Another strategy called ‘residualization’ holds prominence in both finance and AI, though it assumes different roles in the two domains. In finance, structural ‘factor’ models break down the contemporaneous observations of returns across different assets into a shared component (the market return, or more generally returns of common, market-wide factors) and an idiosyncratic component unique to each underlying asset. Market and factor returns are difficult to predict and create interdependence, so it is often helpful to remove the common element when making predictions at the individual asset level and to maximize the number of independent observations in the data. In residual network architectures such as transformers, there’s a similar idea that we want to learn a function h(X) of an input X, but it might be easier to learn the residual of h(X) to the identity map, i.e., h(X) – X. Here, if the function h(X) is close to identity, its residual will be close to zero, and hence there will be less to learn and learning can be done more efficiently. In both cases the goal is to exploit structure to refine predictions: in the finance case, the idea is to focus on predicting innovations beyond what is implied by the overall market, for residual networks the focus is on predicting innovations to the identity map.

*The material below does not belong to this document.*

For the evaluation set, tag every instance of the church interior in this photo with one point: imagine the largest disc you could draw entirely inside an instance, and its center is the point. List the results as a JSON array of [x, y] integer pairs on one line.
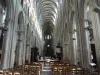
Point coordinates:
[[49, 37]]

另一种被称为“残差化”（residualization）的策略在金融和AI领域都占据重要地位，尽管它们在两个领域扮演的角色不同。在金融领域，结构化“因子”模型将不同资产的同期收益率观测值分解为共享成分（市场收益率，或更广泛地说，共同的市场范围因子的收益率）和每个底层资产特有的异质成分。市场和因子收益率难以预测且存在相互依赖性，因此在进行个体资产层面的预测时，剔除共同成分并最大化数据中独立观测值的数量通常很有帮助。在Transformer等残差网络架构中，有一个类似的理念：我们想要学习输入X的函数h(X)，但学习h(X)相对于恒等映射的残差（即h(X) – X）可能更容易。在这里，如果函数h(X)接近恒等映射，其残差将接近于零，因此需要学习的内容更少，学习效率也更高。在这两种情况下，目标都是利用结构来优化预测：在金融案例中，重点是预测超出整体市场隐含水平的创新；而在残差网络中，重点是预测相对于恒等映射的创新。

A key ingredient for the impressive performance of LLMs is their ability to discern affinities or strengths between tokens over long horizons known as context windows. In financial markets, the ability to focus attention across long horizons enables analysis of multi-scale phenomena, with some aspects of market changes explained across very different time horizons. For example, at one extreme, fundamental info…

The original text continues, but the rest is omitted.